И вот теперь пятерка советчиц, проникшись своей высокой миссией, ни одних посиделок не проводила, чтобы не выспросить Князьтархана о чем-то таком этаком.
Начало положила Эсфирь, сразу после Пояса верности поинтересовавшись:
– А правда, князь, что ты приказал за измену разрубить пополам одну из жен?
Казалось, что навострились не только глаза и уши «куриц», но даже их ноздри и языки, чтобы не упустить ни запаха, ни вкуса ответа Дарника.
– Вместе с ней пополам разрублена была ее служанка, а также сам полюбовник со своим побратимом, – невозмутимо отвечал он.
– Значит, раньше ты был еще более кровожадным, чем сейчас? – спросила Евла, не знавшая до сих пор об этом.
– Наоборот, раньше, я был само великодушие, всех всегда прощал.
– Расскажи! – обрадованно попросила Калчу – жестокость кагана могла только поднять его вес в кутигурской орде.
– Ты же помнишь княгиню Зорьку? – обратился к Евле Дарник.
– Конечно. Мать твоего княжича Тура, погибшая от чумы два года назад.
– Когда-то она попросила у меня то, что у вас, ромеев называется развод. И я его ей дал. И она благополучно вышла замуж за одного из моих сотских, который позже умер.
– А после она приехала в Новолипов с княжичами Смугой и Туром и ты снова сделал ее княгиней? – уточнила сама с изумлением прислушиваясь к своим словам Евла.
– Ульна, тогдашняя моя жена, знала о разводе Зорьки, поэтому, пока я был в походе, преспокойно завела себе полюбовника. Чувствуете разницу: Зорька попросила развод и лишь потом завела себе мужа, а Ульна сначала завела себе полюбовника, а потом стала дожидаться, когда я ей дам свободу.

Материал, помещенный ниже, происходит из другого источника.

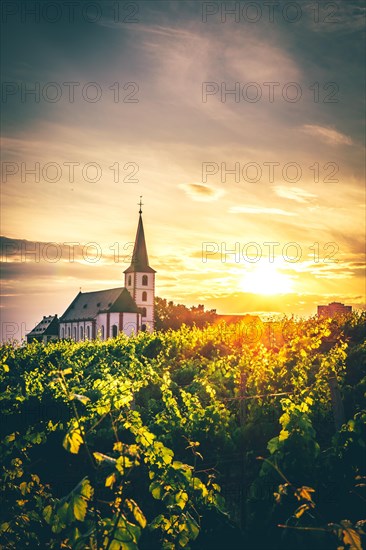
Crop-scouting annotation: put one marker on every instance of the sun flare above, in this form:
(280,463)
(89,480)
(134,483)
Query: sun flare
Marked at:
(267,280)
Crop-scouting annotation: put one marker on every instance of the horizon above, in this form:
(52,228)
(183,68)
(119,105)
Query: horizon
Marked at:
(241,131)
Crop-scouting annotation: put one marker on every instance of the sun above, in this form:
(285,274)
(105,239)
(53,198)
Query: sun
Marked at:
(266,279)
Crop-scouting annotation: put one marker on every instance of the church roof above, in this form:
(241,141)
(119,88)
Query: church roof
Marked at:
(87,305)
(140,260)
(48,325)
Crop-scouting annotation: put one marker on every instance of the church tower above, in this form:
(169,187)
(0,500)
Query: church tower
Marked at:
(140,278)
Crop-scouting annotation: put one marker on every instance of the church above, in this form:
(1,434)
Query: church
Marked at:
(106,313)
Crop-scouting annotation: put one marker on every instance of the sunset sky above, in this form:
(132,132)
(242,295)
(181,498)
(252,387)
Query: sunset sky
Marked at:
(290,136)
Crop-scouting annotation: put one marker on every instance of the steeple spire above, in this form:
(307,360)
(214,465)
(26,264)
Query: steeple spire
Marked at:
(140,260)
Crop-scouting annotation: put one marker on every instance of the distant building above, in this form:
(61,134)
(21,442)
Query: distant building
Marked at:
(107,313)
(333,309)
(45,331)
(104,313)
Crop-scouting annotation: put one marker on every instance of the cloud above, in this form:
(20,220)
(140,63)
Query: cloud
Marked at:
(329,135)
(200,192)
(260,210)
(294,193)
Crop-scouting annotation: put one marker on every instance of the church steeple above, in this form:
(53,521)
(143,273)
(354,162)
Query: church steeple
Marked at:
(140,259)
(140,277)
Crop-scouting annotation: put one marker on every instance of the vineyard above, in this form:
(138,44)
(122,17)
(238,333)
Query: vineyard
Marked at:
(193,438)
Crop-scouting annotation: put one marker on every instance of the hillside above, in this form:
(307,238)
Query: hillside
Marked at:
(194,438)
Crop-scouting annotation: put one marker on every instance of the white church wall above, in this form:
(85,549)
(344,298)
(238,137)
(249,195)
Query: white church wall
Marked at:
(131,323)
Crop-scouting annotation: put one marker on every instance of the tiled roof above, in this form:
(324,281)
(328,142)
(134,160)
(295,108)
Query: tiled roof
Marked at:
(87,305)
(48,325)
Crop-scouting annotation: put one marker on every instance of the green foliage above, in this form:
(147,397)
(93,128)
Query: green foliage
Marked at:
(134,442)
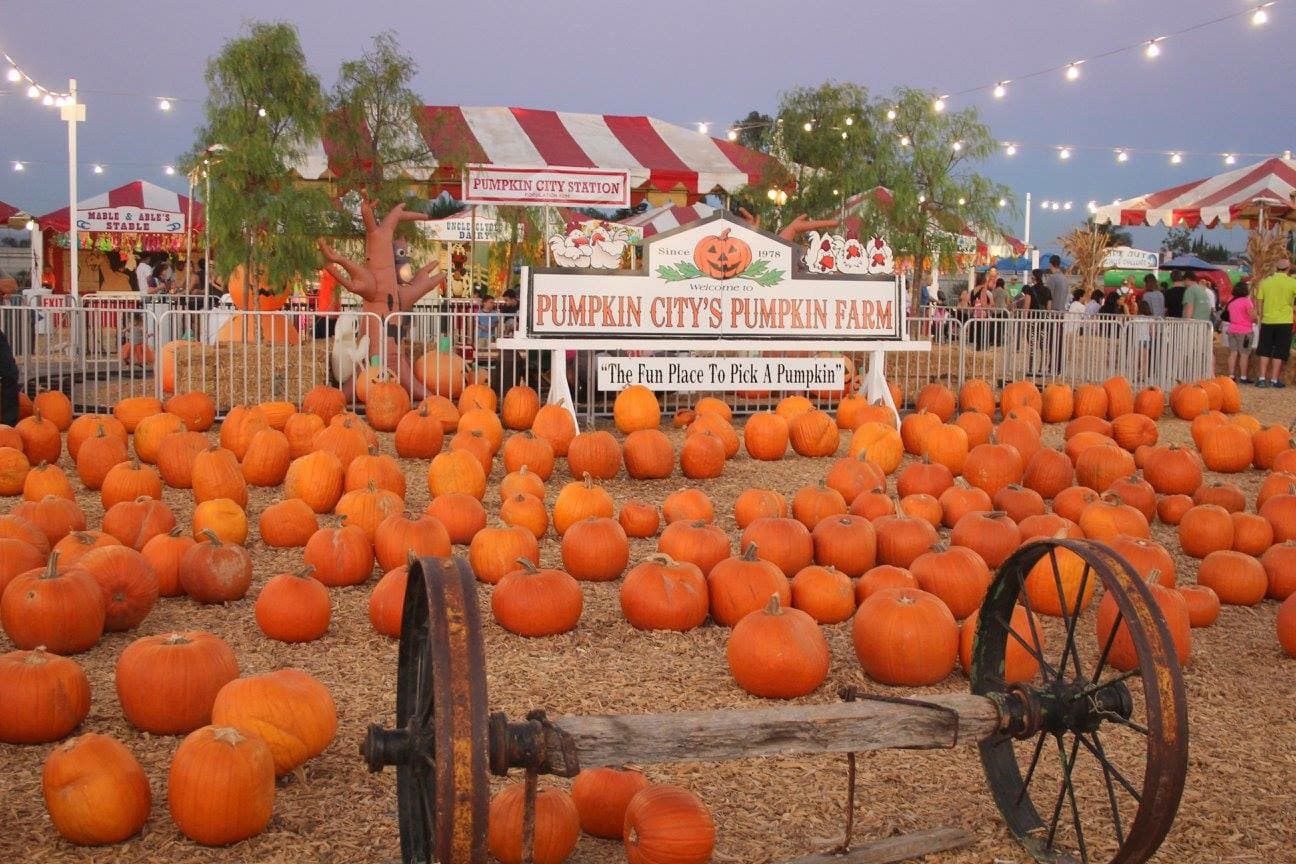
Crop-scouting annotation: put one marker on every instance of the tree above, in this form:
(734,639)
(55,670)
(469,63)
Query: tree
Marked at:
(263,108)
(925,162)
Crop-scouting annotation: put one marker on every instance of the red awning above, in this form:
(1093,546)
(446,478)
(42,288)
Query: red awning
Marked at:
(657,154)
(139,207)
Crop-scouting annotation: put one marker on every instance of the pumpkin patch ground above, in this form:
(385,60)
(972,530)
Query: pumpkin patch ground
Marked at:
(1240,691)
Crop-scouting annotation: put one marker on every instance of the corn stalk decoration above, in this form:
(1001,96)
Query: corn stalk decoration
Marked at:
(1265,248)
(1087,250)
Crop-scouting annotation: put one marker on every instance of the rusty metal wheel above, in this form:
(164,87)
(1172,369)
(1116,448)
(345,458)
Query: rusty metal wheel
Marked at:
(1106,750)
(439,742)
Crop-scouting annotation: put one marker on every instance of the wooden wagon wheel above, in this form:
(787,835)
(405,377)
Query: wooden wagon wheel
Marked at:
(439,742)
(1075,701)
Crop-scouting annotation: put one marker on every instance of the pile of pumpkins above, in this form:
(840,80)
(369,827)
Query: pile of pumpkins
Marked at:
(862,543)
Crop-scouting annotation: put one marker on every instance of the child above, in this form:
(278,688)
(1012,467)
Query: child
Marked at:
(1240,316)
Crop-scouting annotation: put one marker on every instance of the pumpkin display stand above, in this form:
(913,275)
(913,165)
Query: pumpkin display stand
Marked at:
(1095,806)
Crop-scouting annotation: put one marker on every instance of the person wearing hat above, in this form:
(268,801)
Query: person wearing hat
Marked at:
(1275,297)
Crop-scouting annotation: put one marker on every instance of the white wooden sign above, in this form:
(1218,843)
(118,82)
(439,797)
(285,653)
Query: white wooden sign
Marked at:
(722,373)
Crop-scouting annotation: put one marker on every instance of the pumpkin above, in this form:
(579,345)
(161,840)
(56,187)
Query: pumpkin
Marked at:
(902,538)
(341,556)
(43,697)
(1115,637)
(537,602)
(46,479)
(462,514)
(962,499)
(218,474)
(1060,580)
(1205,529)
(668,825)
(1019,662)
(635,408)
(595,549)
(494,552)
(601,795)
(222,517)
(905,636)
(293,608)
(195,408)
(664,593)
(386,601)
(1202,602)
(220,764)
(638,518)
(176,455)
(581,500)
(776,653)
(289,710)
(699,543)
(167,683)
(285,523)
(58,608)
(849,476)
(95,790)
(163,553)
(127,582)
(595,454)
(456,470)
(556,825)
(556,425)
(52,517)
(1238,579)
(215,571)
(1170,508)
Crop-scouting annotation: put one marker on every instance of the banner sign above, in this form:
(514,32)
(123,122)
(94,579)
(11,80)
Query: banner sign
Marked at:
(563,187)
(717,279)
(722,373)
(1129,258)
(130,220)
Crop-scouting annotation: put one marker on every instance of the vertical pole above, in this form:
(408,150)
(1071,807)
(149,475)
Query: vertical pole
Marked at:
(73,245)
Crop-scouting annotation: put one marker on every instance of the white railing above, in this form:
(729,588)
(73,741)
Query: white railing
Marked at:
(101,350)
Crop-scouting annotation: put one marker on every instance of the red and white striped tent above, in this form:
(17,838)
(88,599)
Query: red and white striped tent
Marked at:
(659,156)
(656,220)
(1265,191)
(139,207)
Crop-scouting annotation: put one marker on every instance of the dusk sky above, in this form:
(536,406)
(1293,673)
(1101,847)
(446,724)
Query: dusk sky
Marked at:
(1221,88)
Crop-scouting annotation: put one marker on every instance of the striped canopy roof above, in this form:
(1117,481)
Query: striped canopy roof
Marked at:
(1234,197)
(657,154)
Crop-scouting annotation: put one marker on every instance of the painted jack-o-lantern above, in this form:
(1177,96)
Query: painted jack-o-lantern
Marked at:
(722,257)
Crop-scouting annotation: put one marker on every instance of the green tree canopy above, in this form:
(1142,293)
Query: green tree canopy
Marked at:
(263,108)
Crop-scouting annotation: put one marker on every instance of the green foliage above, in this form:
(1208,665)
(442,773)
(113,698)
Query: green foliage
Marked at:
(376,126)
(263,108)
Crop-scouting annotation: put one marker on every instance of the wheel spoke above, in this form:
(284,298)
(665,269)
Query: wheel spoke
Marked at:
(1034,763)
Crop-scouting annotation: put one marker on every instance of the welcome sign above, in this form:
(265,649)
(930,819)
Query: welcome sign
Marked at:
(717,279)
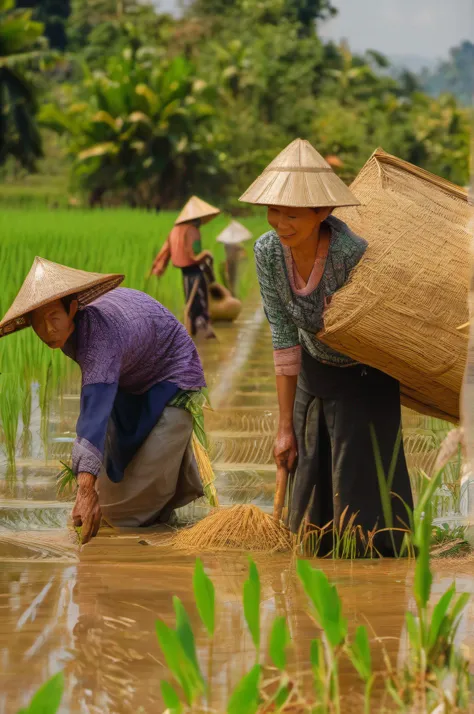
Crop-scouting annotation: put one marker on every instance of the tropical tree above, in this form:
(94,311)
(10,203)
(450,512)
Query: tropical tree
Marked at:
(22,50)
(99,29)
(53,14)
(142,130)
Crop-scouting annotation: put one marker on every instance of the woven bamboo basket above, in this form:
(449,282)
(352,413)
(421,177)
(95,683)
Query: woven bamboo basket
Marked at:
(405,300)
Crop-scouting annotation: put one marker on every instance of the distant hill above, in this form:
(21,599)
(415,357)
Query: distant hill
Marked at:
(454,75)
(413,63)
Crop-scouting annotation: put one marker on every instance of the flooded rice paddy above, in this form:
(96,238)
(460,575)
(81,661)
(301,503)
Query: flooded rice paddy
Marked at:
(92,614)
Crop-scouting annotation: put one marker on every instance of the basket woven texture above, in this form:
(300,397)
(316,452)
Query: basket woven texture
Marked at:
(400,310)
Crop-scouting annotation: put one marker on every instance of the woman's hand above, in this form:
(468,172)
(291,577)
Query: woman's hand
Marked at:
(86,511)
(285,450)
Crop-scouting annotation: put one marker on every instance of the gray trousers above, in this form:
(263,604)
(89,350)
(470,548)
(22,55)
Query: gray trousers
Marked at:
(163,475)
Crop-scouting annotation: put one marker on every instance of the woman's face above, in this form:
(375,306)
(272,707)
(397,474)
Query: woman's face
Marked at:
(53,323)
(295,225)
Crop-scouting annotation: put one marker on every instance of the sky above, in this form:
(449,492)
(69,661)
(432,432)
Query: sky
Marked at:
(425,28)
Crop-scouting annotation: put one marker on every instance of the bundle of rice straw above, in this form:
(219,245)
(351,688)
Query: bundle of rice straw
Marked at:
(242,528)
(401,309)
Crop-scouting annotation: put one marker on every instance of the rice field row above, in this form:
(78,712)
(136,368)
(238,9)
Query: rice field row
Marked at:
(110,241)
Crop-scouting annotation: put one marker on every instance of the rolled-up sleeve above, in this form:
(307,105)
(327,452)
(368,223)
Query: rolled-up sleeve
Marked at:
(285,338)
(99,356)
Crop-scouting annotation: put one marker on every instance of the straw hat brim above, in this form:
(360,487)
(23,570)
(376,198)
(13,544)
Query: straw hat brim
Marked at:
(203,219)
(18,319)
(299,188)
(197,208)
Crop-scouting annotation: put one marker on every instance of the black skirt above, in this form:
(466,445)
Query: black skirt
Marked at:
(335,408)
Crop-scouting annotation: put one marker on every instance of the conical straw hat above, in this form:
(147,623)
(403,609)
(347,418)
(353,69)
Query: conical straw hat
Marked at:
(234,233)
(49,281)
(197,208)
(301,178)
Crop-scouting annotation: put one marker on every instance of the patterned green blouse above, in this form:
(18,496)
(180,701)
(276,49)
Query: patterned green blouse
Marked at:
(295,316)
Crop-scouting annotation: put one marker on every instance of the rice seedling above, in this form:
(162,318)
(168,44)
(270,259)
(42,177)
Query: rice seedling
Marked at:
(434,676)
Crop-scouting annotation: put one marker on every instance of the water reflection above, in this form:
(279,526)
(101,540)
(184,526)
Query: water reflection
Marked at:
(93,615)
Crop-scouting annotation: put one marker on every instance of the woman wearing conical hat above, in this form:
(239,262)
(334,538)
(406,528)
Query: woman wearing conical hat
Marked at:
(183,248)
(327,402)
(133,454)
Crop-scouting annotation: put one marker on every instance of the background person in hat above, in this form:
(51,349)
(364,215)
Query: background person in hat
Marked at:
(133,454)
(327,402)
(183,248)
(232,237)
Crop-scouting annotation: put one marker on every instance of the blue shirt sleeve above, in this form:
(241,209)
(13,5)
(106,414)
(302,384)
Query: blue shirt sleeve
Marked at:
(97,401)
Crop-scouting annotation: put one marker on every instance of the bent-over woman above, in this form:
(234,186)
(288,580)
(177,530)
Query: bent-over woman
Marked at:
(133,455)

– А дальше что? – вопрос вырвался у Эсфири и Лидии почти одновременно: у одной на словенском, у другой на ромейском языке.
– Две недели по возвращению я ничего не предпринимал, надеялся, что Ульна с сотским догадаются сбежать из Липова. А они не сбегали. Что еще мне оставалось делать?
– А служанку и побратима ратника за что? – опечалилась Милида.
– Как за что? – в свою очередь удивился князь. – За то, что не уговорили их бежать. По хорошему надо было казнить еще наместника Липова за то, что он все это допустил, но тут я дал слабину. Говорю же, был тогда ужасно великодушным!
– Хорошо, а ты сам никогда не боялся, что какая-нибудь из твоих наложниц возьмет и из ревности оскопит тебя? – Эсфирь больше сочувствовала Ульне и служанке, чем князю. – Что тогда будешь делать?
– Ну, во-первых, я скорее от этого дела истеку кровью, во-вторых, это будет для меня самая лучшая смерть на свете…
– Это почему же? – возмутилась и не поверила ему Калчу.
– Потому что тогда я умру князем, которого никто никогда не сумел победить. А сумели победить только таким предательством.
– А в-третьих? – с привычной подковыркой полюбопытствовала Лидия.
– В-третьих, мои воины наверняка прикончат не только ту, что убила меня, но и всех других моих наложниц, – любезно улыбнулся стратигессе Дарник. – Думаю, мой погребальный костер будет весьма большим.